Не очень-то посидишь после этого на завалинке!
Соберутся ребята на задворках голубей погонять — ну какое дело до голубей Ларивошке? — так нет же, опять он тут. Подкрадется, сцапает пару турманов. И ни слезы, ни мольбы не помогут, не отдает — и никаких.
— Не води голубей, мошенник!
Ну какая радость после этого голубей водить!
Вконец бы житья не стало слобожанам от будочника, если б не особые в неделе три дня — вторник, суббота и воскресенье.
По вторникам Енгалычиха уезжала на весь день за город, к своей мамаше. Енгалычевы — баре, живут за Шайтанкой, в своей усадьбе, на дарственной земле. Как только барский кучер Вахрушка завернет коляску с барыней на городскую дорогу, стряпуха Домна сунет пироги в тряпку и бежит к Ларивошке в будку. Барыня к ночи домой, и стряпуху раньше вечера не жди. Весь день-деньской с Ларивошкой лясы-балясы точит. И ни до чего по вторникам Ларивошке дела нет — занимайся слобожане кто чем хочет, валяй, ребята, купайся, гоняй голубей!
А суббота, известно, — банный день: Ларивошка с раннего утра в бане на полке парится.
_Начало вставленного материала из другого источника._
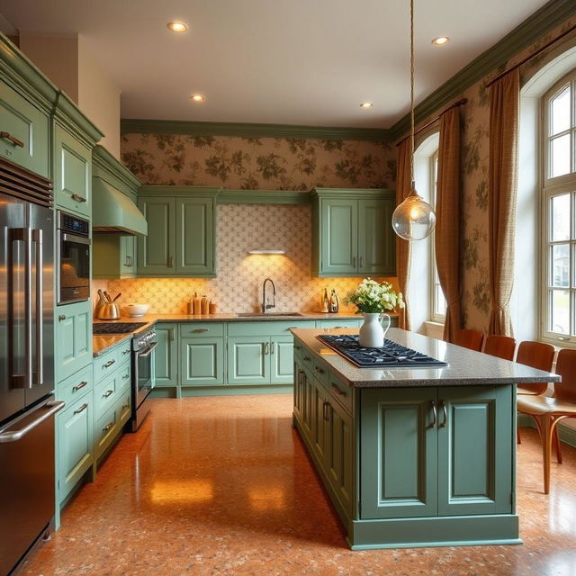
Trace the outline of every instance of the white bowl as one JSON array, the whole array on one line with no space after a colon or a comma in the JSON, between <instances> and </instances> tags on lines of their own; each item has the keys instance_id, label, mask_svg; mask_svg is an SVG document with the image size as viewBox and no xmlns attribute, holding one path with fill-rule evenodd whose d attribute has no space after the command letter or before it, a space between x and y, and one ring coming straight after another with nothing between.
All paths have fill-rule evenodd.
<instances>
[{"instance_id":1,"label":"white bowl","mask_svg":"<svg viewBox=\"0 0 576 576\"><path fill-rule=\"evenodd\" d=\"M149 304L124 304L126 313L131 318L140 318L148 312Z\"/></svg>"}]
</instances>

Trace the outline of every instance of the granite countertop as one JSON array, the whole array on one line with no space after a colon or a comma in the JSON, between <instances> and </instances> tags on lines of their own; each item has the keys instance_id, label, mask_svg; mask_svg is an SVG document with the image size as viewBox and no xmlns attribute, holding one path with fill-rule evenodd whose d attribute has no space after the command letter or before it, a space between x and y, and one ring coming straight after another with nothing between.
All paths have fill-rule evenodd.
<instances>
[{"instance_id":1,"label":"granite countertop","mask_svg":"<svg viewBox=\"0 0 576 576\"><path fill-rule=\"evenodd\" d=\"M314 355L351 386L357 388L407 388L416 386L473 386L482 384L559 382L560 376L516 362L501 360L416 332L392 328L386 338L436 360L448 363L442 368L358 368L327 347L316 337L322 329L294 328L293 335ZM332 334L357 334L358 329L329 330Z\"/></svg>"},{"instance_id":2,"label":"granite countertop","mask_svg":"<svg viewBox=\"0 0 576 576\"><path fill-rule=\"evenodd\" d=\"M398 314L391 314L398 316ZM294 316L238 316L233 313L191 315L191 314L146 314L140 318L122 316L117 320L100 320L94 319L94 323L105 322L106 324L118 324L124 322L145 322L145 325L130 334L104 334L94 335L92 338L93 355L94 357L108 352L116 345L131 338L134 334L139 334L150 328L157 322L260 322L260 321L282 321L282 320L357 320L361 318L354 312L338 312L336 314L322 312L299 312Z\"/></svg>"}]
</instances>

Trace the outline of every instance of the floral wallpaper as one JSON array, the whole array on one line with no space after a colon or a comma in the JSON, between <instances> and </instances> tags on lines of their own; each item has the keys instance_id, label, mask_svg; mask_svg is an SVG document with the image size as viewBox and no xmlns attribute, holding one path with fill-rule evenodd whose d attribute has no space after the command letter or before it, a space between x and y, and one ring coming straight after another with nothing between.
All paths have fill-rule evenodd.
<instances>
[{"instance_id":1,"label":"floral wallpaper","mask_svg":"<svg viewBox=\"0 0 576 576\"><path fill-rule=\"evenodd\" d=\"M120 302L150 304L152 313L185 313L194 292L218 305L219 312L260 311L262 283L271 277L276 285L276 311L317 311L324 288L336 290L340 310L344 297L361 278L315 278L311 267L310 206L220 204L217 217L216 278L139 278L107 284ZM257 248L282 248L284 256L249 256ZM395 282L394 278L389 279ZM102 287L94 283L94 289Z\"/></svg>"},{"instance_id":2,"label":"floral wallpaper","mask_svg":"<svg viewBox=\"0 0 576 576\"><path fill-rule=\"evenodd\" d=\"M395 147L380 141L124 134L122 157L148 184L304 191L396 180Z\"/></svg>"}]
</instances>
Катись колесом по улице, воюй русский с туркой — до самого заката солнца воюй, пока Ларивошка из бани вернется. Идет Ларивошка из бани красный, до костей распаренный, мундир в распояску, под мышкой с двух сторон по венику пахучему несет (веники-то даровые!), а любезной своей Домахе — гостинцы.
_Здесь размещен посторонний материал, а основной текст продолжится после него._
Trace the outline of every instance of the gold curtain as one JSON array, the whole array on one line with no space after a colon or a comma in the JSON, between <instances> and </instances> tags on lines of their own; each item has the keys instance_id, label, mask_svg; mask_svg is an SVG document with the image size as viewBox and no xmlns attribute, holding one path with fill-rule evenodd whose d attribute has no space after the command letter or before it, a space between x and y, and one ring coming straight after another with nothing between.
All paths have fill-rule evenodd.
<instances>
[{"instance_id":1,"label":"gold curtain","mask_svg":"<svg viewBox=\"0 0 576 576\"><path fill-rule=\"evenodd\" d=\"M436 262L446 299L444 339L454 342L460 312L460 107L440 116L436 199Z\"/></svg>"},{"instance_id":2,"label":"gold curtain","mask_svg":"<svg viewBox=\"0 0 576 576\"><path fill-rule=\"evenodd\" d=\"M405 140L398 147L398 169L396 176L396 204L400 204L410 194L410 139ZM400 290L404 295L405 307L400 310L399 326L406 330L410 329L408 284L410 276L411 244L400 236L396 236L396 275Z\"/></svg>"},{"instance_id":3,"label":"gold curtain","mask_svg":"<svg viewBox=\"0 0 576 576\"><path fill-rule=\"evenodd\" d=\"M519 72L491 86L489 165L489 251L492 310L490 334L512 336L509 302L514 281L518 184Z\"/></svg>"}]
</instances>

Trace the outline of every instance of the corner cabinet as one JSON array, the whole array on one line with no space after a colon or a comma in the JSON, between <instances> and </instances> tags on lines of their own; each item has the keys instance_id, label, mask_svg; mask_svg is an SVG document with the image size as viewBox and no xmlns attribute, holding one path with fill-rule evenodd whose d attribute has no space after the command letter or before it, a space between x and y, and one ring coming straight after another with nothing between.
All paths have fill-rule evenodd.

Шагает посреди дороги — и курлык, курлык:
Идет старец по дороге,
Черноризец да по ши-ирокой,
А навстречу ему сам господь…
Ну, а воскресенье — праздник. Воскресенье не пятница. Этот день праздновать и богу угодно и царю приятно. В воскресенье Ларивошка не вредный. Хоть и по мосткам ходит, и по улицам прохаживается, и во дворы заглядывает, а не так, как в будни: вредных дел бережется — грех.
Мимо него добрым путем идут люди, величают Ларивошку по имени-отчеству, Ларивоном Иванычем, кланяются, с праздником поздравляют, просят откушать шкалик, другой. Никому усатый ни брат, ни сват, а всяк норовит задобрить его: все, со всеми потрохами, у него в кулаке. Сожмет — мокрое место останется.